In particolare, la Corte ha affermato che l’esonero dal prestare attività lavorativa, e in particolare dal turno notturno, può essere sempre applicato ai dipendenti che rivestono il ruolo di caregiver, senza distinzione circa il livello di gravità dell’invalidità del soggetto assistito. Questa interpretazione amplia quindi il diritto già riconosciuto in precedenza, sostenendo che la condizione di caregiver, di per sé, costituisce un diritto autonomo e assoluto di esonero, indipendentemente dalla gravità della disabilità del familiare assistito.
La norma di riferimento, l’art. 11, comma 1 del decreto legislativo n. 66/2003, disciplina le modalità di tutela dei lavoratori con esigenze di assistenza a familiari con handicap. La norma, nel testo originario, prevede che il diritto all’esonero si applica “a proprio carico”, intendendo che il lavoratore che assiste un soggetto portatore di handicap grave abbia diritto a usufruire di questa tutela. Tuttavia, la sentenza della Cassazione sembra interpretare questa disposizione in modo più ampio, affermando che la tutela si applica in via automatica, senza limiti legati alla gravità dell’handicap, rafforzando così il principio di protezione del caregiver.
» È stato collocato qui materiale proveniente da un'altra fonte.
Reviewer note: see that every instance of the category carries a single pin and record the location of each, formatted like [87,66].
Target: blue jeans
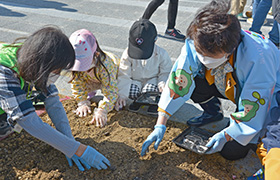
[261,9]
[275,33]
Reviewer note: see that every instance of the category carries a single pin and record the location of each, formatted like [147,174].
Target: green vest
[8,58]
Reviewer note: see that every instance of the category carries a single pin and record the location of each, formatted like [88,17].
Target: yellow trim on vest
[261,152]
[272,164]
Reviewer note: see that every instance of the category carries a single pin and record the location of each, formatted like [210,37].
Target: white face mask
[211,63]
[52,78]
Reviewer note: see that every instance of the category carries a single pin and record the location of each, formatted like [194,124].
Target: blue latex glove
[156,136]
[216,143]
[90,158]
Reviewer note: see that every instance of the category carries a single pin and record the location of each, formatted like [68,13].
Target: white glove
[121,103]
[83,108]
[99,117]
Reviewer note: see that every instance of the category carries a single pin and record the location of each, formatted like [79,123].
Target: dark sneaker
[5,130]
[204,119]
[174,34]
[259,175]
[152,110]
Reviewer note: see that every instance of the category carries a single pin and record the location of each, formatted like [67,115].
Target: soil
[25,157]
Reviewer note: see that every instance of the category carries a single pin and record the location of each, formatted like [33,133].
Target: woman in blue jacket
[221,60]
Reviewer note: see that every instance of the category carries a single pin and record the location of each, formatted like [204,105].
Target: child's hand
[99,117]
[83,109]
[121,103]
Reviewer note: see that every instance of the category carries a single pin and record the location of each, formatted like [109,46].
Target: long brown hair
[46,50]
[214,30]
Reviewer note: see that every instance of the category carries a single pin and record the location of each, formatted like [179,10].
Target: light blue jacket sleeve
[180,83]
[257,69]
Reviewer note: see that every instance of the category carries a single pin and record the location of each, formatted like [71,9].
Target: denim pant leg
[255,7]
[274,33]
[260,15]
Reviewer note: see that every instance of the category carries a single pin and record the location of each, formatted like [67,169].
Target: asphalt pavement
[110,20]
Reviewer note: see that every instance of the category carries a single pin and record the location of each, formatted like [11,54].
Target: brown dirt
[25,157]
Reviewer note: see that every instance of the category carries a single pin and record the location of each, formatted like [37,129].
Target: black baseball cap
[141,41]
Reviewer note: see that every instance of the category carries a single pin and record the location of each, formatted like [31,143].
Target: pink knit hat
[84,44]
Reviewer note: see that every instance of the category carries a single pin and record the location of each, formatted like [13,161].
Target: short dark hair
[214,30]
[46,50]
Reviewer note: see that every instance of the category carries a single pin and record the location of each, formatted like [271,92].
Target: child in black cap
[144,66]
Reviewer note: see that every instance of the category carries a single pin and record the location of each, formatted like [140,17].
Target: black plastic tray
[148,98]
[193,139]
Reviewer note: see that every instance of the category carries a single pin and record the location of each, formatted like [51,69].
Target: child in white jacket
[144,66]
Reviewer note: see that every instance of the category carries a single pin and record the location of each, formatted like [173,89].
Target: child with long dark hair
[93,69]
[37,63]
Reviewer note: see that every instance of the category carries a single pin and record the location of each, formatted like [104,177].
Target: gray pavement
[110,20]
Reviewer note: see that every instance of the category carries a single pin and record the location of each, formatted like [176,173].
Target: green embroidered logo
[250,108]
[179,83]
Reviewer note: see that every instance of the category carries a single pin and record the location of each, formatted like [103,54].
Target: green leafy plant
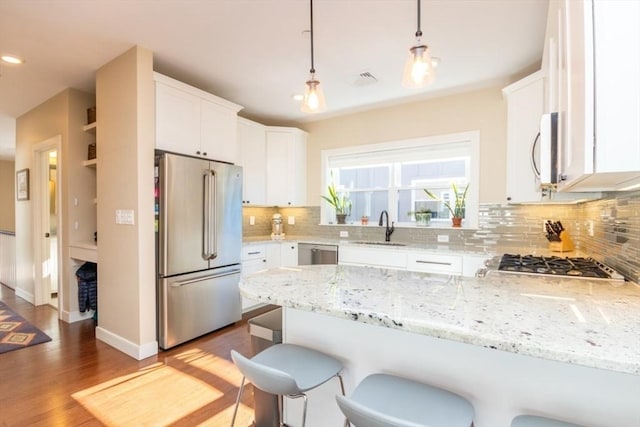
[458,207]
[419,211]
[340,202]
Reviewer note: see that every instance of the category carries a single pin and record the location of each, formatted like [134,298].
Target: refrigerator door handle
[203,278]
[213,216]
[206,195]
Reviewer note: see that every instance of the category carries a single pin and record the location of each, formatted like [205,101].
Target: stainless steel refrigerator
[199,244]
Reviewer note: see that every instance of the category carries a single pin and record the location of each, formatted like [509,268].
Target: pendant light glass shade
[313,101]
[418,70]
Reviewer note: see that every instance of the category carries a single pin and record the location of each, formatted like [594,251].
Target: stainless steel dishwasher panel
[314,254]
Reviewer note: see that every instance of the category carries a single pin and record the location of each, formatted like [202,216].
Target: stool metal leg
[346,421]
[235,410]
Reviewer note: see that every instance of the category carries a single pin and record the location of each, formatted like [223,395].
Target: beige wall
[482,110]
[7,196]
[126,253]
[62,115]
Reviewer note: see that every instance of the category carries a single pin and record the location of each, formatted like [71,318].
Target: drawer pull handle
[432,262]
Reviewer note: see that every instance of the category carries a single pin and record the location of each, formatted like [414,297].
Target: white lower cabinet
[457,264]
[373,257]
[256,257]
[432,263]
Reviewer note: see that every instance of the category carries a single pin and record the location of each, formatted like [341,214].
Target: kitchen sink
[382,243]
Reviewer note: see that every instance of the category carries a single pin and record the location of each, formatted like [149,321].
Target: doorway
[47,222]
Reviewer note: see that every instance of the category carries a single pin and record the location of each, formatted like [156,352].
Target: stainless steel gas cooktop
[585,268]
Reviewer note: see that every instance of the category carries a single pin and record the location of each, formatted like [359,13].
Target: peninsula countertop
[585,322]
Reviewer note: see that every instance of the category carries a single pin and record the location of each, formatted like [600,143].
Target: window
[391,176]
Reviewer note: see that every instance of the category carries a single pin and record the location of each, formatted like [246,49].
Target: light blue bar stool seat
[286,370]
[535,421]
[382,400]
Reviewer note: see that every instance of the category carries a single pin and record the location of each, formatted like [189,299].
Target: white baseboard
[25,295]
[75,316]
[136,351]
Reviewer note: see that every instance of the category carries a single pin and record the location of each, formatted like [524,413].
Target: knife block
[565,244]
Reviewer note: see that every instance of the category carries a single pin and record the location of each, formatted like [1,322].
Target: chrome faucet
[389,231]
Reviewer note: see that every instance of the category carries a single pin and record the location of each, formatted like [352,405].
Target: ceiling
[256,52]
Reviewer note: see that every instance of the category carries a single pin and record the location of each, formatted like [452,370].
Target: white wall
[126,253]
[7,196]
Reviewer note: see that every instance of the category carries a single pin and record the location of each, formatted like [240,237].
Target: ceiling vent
[365,79]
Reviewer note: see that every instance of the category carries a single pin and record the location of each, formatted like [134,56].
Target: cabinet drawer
[375,257]
[253,252]
[431,263]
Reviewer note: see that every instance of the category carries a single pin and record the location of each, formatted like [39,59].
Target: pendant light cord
[312,70]
[419,32]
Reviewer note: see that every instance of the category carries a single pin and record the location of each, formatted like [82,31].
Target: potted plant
[422,216]
[340,203]
[458,207]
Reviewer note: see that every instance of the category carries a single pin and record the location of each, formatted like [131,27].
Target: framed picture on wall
[22,184]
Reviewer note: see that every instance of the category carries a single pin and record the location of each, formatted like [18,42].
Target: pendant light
[313,101]
[418,70]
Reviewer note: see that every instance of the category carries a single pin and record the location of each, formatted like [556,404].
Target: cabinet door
[289,254]
[273,255]
[617,88]
[177,120]
[525,105]
[431,263]
[253,152]
[278,146]
[286,167]
[373,257]
[218,139]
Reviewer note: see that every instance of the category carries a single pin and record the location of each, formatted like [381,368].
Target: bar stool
[383,400]
[286,370]
[534,421]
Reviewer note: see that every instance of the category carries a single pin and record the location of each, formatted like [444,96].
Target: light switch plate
[125,216]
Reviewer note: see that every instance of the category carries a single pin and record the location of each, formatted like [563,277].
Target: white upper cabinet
[592,61]
[193,122]
[525,106]
[286,166]
[253,152]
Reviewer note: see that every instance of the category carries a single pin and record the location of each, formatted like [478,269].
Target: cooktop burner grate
[557,266]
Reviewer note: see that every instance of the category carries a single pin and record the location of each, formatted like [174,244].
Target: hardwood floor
[76,380]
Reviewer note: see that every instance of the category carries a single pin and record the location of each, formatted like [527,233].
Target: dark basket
[92,151]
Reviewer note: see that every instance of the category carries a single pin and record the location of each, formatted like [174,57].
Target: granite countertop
[585,322]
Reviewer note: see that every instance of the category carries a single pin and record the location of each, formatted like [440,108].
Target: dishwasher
[313,254]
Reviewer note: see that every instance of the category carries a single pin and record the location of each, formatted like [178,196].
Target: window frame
[469,142]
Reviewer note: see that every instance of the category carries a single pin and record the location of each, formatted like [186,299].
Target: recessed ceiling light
[11,59]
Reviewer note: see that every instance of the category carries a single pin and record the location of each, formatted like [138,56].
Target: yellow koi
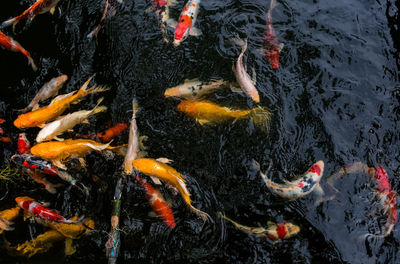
[56,107]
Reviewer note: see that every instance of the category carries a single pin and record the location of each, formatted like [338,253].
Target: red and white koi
[40,7]
[158,203]
[272,48]
[304,185]
[272,231]
[187,19]
[41,212]
[63,123]
[10,44]
[24,145]
[246,83]
[48,90]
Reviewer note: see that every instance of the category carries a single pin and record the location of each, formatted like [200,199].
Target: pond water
[335,97]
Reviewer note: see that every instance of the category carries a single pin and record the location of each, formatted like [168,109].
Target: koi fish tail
[261,117]
[32,63]
[5,224]
[201,214]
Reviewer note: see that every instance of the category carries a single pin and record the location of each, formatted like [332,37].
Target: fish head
[21,199]
[182,29]
[273,57]
[317,168]
[291,229]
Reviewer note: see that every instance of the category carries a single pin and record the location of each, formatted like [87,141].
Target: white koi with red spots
[187,19]
[304,185]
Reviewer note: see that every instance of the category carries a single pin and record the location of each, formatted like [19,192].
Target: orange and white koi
[272,48]
[195,89]
[187,19]
[40,7]
[57,106]
[304,185]
[48,90]
[24,145]
[63,123]
[109,12]
[59,152]
[246,84]
[6,217]
[272,231]
[206,112]
[158,203]
[10,44]
[41,212]
[161,170]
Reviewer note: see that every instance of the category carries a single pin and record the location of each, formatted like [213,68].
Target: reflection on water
[335,97]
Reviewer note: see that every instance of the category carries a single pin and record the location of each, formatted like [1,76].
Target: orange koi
[161,170]
[205,112]
[59,152]
[56,107]
[158,203]
[10,44]
[40,7]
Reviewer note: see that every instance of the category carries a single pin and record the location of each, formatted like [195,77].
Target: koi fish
[187,19]
[41,212]
[6,217]
[48,90]
[56,107]
[158,203]
[109,12]
[271,44]
[302,186]
[59,152]
[194,89]
[272,231]
[161,170]
[242,77]
[40,7]
[10,44]
[111,133]
[133,142]
[24,145]
[36,164]
[67,122]
[205,112]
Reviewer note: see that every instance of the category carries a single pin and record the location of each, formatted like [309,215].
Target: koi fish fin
[155,180]
[261,117]
[171,23]
[141,144]
[254,77]
[69,248]
[165,160]
[203,121]
[319,192]
[35,107]
[195,32]
[12,21]
[280,47]
[59,164]
[32,63]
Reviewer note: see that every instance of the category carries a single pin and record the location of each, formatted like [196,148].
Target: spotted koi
[41,212]
[302,186]
[187,19]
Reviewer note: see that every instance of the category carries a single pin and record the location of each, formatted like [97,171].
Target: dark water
[336,97]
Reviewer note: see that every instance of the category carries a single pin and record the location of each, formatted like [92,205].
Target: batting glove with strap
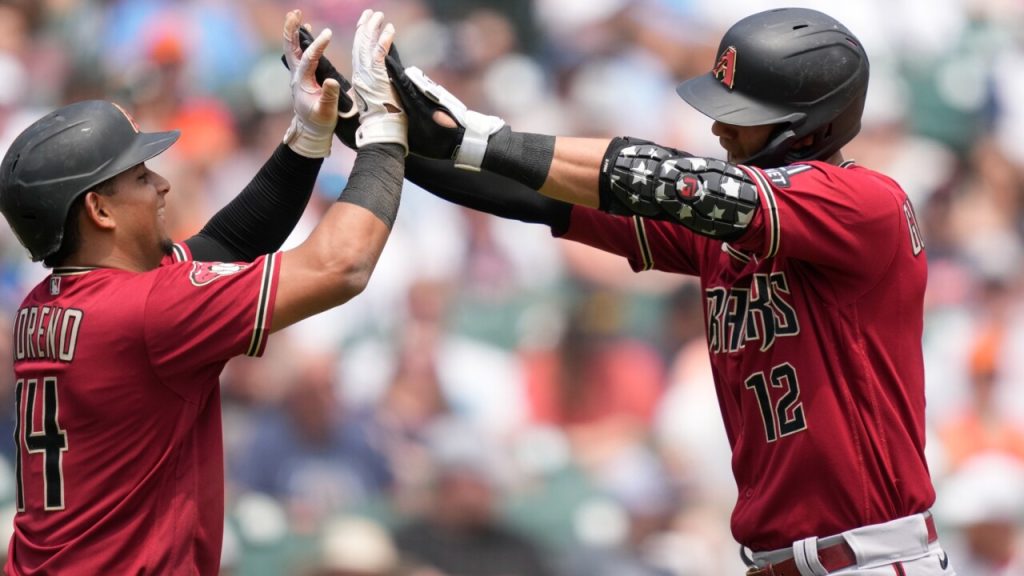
[348,114]
[381,115]
[465,142]
[311,130]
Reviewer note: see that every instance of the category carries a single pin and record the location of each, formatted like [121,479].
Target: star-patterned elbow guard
[711,197]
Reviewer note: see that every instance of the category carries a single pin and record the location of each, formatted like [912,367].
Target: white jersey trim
[261,327]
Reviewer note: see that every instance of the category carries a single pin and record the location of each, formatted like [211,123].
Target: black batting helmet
[794,67]
[61,156]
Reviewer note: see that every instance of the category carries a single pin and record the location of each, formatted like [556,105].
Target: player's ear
[96,209]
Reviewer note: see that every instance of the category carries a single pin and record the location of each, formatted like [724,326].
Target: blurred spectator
[981,425]
[596,381]
[354,546]
[643,501]
[983,501]
[311,452]
[462,533]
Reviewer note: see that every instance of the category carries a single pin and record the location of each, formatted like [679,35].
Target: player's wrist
[307,138]
[523,157]
[383,128]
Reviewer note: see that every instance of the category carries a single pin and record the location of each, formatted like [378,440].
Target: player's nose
[162,183]
[723,130]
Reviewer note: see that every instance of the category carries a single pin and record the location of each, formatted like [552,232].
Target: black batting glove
[426,137]
[348,117]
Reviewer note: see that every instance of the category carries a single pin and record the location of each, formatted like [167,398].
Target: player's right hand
[440,126]
[381,116]
[315,107]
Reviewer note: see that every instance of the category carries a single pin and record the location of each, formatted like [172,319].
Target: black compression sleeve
[375,181]
[521,156]
[260,217]
[487,193]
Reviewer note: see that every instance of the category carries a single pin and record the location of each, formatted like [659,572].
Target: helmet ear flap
[776,149]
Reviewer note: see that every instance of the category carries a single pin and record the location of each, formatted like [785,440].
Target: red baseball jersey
[814,322]
[120,460]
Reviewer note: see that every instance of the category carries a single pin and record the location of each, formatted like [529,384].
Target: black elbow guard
[708,196]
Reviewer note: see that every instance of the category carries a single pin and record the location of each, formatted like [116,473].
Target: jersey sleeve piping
[773,224]
[646,255]
[264,302]
[180,252]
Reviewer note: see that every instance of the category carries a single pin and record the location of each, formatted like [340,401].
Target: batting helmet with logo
[61,156]
[794,67]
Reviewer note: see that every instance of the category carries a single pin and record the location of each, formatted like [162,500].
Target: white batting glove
[381,116]
[311,131]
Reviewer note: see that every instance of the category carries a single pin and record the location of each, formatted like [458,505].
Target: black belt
[833,558]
Questo orientamento si discosta dalla pronuncia del Consiglio di Stato, Sezione II, del 27 ottobre 2022 (sentenza n. 8798), che aveva invece interpretato l’espressione “a proprio carico” come riferentesi esclusivamente a soggetti con handicap grave. Secondo tale pronuncia, quindi, il diritto all’esonero si riduceva in favore di quei lavoratori che assistono un familiare con disabilità grave, escludendo di fatto altri livelli di disabilità.
La pronuncia della Cassazione, pertanto, rappresenta un ampliamento del diritto, eliminando qualsiasi limitazione legata alla gravità dell’handicap e riconoscendo un diritto generalizzato all’esonero per tutti i caregiver, senza distinzione. Ciò significa che le aziende devono essere pronte ad applicare questa interpretazione, garantendo ai propri dipendenti il rispetto di tale diritto e adottando eventuali misure organizzative per assicurare il rispetto delle esigenze di assistenza.
In conclusione, questa decisione contribuisce a rafforzare il principio di tutela dei diritti dei caregiver, valorizzando il loro ruolo e riconoscendo la necessità di garantire condizioni di lavoro compatibili con le esigenze di assistenza familiare, senza che queste siano subordinate a valutazioni di gravità dell’handicap.
**Nota:** Questa analisi ha carattere di orientamento generale e non sostituisce una consulenza legale specifica, che dovrebbe essere fornita tenendo conto delle peculiarità del caso concreto.